Volvo Group, Daimler Truck and Volkswagen AG’s TRATON Group plan to spend $593 million to install and operate 1,700 charging stations for commercial trucks in Europe by 2027.
Building up charging infrastructure for heavy-duty, long-haul battery-electric trucks and coaches is the intent of the nonbinding agreement announced Monday by Europe’s three largest truck manufacturers.
“It is the joint aim of Europe’s truck manufacturers to achieve climate neutrality by 2050. However, it is vital that building up the right infrastructure goes hand-in-hand with putting CO2-neutral trucks on the road,” Daimler Truck CEO Martin Daum said in a press release.
“It will be the big bottleneck,” Daum told Reuters. The Stuttgart, Germany-based manufacturer expects to separate from Daimler AG, which is also the parent of Mercedes-Benz passenger vehicles, by the end of the year.
No similar pact exists in the U.S. Daimler Trucks North America in April opened an Electric Island for truck charging near its Portland, Oregon, headquarters. So far, it is the only corporate-driven public charging system.
DTNA, Volvo Trucks North America and PACCAR Inc. (NASDAQ: PCAR) brands Peterbilt and Kenworth sell charging stations for private use. TRATON’s Navistar brand does not yet have an electric offering. The first, a medium-duty model, goes into production in 2022.
JV signing expected by end of 2021
The European agreement anticipates formation of a joint venture by the end of the year in which each of the three companies would have an equal stake. The plan is for high-performance green energy charging points close to highways, as well as at logistics and destination points, within five years.
The future JV is planned to operate under its own corporate identity and be based in Amsterdam. It will be a catalyst and enabler for realizing the European Union’s Green Deal for a carbon-neutral freight transportation by 2050. The charging network will be accessible to all commercial vehicles in Europe, regardless of brand. Outsiders are expected to expand the network once it is established.
“In order to accelerate further, we need additional partners, additional networks and public funds,” Lundstedt said.
Volvo was the first to produce electric trucks in Europe and is expanding to battery-powered construction equipment. After three years of testing, Daimler began producing its eActros heavy-duty truck last Wednesday. It is initially being sold in Germany, Austria, Switzerland, Italy, Spain, France, Netherlands, Belgium, Great Britain, Denmark, Norway and Sweden.

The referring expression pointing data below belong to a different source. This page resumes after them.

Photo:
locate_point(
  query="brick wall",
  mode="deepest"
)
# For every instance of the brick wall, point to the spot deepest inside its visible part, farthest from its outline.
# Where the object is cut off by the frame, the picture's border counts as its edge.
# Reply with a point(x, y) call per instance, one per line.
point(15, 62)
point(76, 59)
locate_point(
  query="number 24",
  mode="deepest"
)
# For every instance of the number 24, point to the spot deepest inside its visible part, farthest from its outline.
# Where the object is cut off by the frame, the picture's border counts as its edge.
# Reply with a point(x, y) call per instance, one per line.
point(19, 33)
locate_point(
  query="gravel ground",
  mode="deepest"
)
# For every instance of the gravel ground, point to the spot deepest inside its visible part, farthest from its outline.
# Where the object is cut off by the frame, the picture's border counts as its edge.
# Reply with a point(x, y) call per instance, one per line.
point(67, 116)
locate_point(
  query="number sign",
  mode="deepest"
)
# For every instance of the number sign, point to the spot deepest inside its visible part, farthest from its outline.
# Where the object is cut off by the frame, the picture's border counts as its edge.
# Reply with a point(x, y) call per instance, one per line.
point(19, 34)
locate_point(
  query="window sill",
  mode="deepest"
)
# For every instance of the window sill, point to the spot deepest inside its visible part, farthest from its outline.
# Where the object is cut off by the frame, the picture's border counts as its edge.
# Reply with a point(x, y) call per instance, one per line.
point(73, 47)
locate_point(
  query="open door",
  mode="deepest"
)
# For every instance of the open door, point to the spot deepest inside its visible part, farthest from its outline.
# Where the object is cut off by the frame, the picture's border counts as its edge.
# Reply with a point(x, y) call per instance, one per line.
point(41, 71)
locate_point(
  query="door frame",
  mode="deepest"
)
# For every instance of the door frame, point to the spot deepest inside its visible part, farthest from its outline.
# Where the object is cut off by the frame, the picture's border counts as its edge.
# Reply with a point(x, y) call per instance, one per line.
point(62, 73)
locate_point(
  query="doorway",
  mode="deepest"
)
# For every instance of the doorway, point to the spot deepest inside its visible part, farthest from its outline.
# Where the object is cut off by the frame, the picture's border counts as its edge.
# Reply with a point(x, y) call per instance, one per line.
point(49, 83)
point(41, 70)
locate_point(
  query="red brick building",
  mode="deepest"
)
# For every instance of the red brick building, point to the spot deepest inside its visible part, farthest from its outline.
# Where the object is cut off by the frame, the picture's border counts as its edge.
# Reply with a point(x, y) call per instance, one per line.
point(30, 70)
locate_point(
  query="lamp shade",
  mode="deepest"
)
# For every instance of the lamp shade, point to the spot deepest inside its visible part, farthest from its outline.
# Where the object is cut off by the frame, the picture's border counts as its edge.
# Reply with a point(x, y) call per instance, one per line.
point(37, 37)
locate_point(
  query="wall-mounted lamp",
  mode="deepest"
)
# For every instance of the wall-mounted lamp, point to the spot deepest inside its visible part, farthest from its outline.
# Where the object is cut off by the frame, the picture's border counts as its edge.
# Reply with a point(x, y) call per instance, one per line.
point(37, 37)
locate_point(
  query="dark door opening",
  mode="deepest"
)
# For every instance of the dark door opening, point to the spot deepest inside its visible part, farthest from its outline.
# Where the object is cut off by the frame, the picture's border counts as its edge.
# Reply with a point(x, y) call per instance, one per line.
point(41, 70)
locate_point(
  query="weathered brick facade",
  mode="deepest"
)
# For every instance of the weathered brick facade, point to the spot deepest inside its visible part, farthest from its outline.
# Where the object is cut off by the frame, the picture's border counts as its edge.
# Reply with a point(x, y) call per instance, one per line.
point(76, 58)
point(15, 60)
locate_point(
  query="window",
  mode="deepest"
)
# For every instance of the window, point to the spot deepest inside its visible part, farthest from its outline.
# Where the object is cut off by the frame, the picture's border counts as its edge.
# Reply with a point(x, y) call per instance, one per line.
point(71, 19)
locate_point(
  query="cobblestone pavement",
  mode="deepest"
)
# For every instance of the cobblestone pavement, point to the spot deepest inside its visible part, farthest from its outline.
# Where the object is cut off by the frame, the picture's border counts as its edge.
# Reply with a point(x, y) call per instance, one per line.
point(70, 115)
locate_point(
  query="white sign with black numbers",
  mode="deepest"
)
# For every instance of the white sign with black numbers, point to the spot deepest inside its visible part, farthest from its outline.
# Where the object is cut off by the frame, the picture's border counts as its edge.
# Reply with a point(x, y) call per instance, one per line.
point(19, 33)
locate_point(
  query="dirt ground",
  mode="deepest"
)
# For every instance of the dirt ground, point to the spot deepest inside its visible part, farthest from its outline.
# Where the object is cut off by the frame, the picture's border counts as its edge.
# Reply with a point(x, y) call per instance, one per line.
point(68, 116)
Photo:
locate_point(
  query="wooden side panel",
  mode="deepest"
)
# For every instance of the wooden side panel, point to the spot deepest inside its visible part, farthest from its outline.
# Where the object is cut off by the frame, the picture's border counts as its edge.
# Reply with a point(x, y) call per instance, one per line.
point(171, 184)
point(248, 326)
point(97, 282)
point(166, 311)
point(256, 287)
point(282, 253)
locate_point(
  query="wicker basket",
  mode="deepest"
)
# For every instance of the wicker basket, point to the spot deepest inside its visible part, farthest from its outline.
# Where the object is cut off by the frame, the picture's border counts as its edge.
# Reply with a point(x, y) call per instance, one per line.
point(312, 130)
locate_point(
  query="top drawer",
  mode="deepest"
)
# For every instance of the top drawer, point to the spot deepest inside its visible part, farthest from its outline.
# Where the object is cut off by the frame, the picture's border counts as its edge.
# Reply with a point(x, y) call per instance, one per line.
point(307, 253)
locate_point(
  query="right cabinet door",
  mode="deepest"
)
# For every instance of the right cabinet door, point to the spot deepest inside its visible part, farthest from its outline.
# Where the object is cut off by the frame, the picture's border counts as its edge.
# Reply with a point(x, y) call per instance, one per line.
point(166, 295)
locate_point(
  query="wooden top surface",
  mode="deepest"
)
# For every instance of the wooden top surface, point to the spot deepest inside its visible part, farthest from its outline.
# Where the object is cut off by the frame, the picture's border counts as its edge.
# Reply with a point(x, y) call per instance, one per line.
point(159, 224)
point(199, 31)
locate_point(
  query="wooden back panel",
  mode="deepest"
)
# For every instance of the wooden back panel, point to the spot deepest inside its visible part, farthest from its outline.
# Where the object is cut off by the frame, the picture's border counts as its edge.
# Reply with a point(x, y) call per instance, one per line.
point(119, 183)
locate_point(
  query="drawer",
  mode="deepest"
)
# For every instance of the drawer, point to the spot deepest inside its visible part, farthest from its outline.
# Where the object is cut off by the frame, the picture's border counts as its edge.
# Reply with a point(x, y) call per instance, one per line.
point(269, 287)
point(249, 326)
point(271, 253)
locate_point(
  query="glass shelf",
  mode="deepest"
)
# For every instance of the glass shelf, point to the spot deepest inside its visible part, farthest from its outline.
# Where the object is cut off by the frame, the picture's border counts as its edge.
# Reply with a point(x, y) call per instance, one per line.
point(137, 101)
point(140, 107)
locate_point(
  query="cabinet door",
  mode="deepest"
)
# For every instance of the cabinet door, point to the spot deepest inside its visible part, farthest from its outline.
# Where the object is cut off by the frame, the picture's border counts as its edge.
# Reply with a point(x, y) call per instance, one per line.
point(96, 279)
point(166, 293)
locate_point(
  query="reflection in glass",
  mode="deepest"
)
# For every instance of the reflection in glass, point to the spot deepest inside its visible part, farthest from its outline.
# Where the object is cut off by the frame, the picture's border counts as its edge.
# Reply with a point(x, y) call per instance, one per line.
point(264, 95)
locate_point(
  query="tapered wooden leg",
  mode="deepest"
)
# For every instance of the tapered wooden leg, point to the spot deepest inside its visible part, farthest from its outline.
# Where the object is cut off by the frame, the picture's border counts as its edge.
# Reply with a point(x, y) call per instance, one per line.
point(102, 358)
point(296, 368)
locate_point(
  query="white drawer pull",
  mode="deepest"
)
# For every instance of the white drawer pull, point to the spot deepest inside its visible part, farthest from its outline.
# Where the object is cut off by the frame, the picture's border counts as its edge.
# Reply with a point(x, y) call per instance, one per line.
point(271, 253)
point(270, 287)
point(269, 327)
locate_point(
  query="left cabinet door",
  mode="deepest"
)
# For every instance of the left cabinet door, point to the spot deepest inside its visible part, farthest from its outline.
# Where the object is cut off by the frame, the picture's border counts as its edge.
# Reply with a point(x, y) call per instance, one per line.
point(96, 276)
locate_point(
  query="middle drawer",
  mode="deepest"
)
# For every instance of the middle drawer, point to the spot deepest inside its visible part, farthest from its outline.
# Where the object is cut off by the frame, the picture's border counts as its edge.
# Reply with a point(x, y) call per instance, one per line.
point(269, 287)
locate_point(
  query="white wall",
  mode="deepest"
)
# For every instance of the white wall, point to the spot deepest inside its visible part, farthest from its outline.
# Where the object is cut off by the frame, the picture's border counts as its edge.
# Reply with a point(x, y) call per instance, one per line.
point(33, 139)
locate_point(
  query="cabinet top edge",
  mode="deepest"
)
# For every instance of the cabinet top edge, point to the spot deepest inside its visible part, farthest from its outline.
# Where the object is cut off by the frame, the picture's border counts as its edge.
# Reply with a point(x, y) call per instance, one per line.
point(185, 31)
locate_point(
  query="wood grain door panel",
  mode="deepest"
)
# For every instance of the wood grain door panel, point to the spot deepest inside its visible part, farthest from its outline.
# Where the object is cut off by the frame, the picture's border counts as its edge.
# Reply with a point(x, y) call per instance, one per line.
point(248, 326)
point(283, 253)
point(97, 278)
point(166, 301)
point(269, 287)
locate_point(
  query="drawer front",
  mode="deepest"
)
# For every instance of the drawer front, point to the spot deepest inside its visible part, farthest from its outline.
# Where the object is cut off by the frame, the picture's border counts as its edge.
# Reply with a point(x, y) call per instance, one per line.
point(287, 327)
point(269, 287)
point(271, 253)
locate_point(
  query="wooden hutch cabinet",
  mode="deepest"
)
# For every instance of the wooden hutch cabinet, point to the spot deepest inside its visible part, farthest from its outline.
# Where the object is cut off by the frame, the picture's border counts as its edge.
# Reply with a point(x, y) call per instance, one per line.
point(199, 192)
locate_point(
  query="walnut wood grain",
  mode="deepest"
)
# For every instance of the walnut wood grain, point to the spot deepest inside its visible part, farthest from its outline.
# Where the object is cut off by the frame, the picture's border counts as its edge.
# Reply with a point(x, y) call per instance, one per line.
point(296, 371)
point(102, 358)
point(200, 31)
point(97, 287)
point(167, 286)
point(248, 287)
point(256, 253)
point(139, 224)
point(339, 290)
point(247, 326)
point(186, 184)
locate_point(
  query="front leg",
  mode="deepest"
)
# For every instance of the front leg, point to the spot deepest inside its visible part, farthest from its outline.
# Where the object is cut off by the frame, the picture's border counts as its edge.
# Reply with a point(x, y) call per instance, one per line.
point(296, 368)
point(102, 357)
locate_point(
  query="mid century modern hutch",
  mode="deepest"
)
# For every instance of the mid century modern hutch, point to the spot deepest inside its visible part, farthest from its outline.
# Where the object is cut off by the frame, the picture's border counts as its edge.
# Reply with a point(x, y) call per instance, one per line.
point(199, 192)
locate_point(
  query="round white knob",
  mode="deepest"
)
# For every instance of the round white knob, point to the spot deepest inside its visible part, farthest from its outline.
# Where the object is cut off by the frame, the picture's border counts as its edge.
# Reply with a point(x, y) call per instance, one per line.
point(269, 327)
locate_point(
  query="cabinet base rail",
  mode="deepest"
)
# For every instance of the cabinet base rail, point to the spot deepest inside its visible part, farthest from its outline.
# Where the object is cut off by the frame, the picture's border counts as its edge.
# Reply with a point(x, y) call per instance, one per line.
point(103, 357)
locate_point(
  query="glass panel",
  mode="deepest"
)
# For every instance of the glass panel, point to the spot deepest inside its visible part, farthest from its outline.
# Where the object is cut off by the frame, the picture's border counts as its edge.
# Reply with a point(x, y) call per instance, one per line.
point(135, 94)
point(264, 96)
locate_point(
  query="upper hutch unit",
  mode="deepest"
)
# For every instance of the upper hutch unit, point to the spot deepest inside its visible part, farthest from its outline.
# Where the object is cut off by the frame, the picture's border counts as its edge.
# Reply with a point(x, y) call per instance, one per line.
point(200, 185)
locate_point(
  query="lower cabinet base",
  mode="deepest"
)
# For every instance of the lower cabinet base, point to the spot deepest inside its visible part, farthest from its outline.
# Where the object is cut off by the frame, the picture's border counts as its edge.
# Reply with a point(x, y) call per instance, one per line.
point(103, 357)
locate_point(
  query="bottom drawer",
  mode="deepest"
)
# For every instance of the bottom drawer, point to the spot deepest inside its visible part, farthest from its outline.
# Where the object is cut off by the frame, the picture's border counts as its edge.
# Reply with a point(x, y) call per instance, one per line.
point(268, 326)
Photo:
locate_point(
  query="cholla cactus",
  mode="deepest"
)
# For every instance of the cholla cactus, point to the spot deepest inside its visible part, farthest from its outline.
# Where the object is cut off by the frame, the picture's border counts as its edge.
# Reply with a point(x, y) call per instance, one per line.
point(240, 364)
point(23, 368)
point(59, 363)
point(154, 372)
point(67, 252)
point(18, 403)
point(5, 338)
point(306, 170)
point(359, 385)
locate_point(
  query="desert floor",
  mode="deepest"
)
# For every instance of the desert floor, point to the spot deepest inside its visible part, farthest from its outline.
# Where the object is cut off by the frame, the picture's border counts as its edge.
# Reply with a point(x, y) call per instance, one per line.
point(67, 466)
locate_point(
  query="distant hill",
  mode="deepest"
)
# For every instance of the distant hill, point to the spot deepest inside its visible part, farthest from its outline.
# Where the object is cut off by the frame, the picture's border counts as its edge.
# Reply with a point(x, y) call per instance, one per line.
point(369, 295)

Follows Daimler-Volvo fuel cell electric truck JV
In a separate move, Daimler and Volvo earlier this year finalized a joint venture to make and sell hydrogen-powered fuel cell electric trucks and stationary power units under each brand. Volvo paid Daimler almost $700 million for 50% of the joint venture called Cellcentric.
“We are laying the necessary foundation in making a breakthrough for our customers to make the transformation to electrification,” said Martin Lundstedt, Volvo Group president and CEO.
Volkswagen, which committed to spend billions on electric infrastructure globally following the Dieselgate scandal — the secret disabling of pollution control devices of diesel vehicles — is all-in on electrification.
“This requires the rapid development of publicly accessible charging points, especially for long-distance heavy-duty transport,” said Matthias Gründler, TRATON Group CEO, adding that roughly $12 billion would be needed to build out Europe’s electric infrastructure by 2050.
Europe needs up to 15,000 high-performance public and destination charging points no later than 2025, and up to 50,000 high-performance charging points no later than 2030, according to a May 2021 report by the European Automobile Manufacturers Association.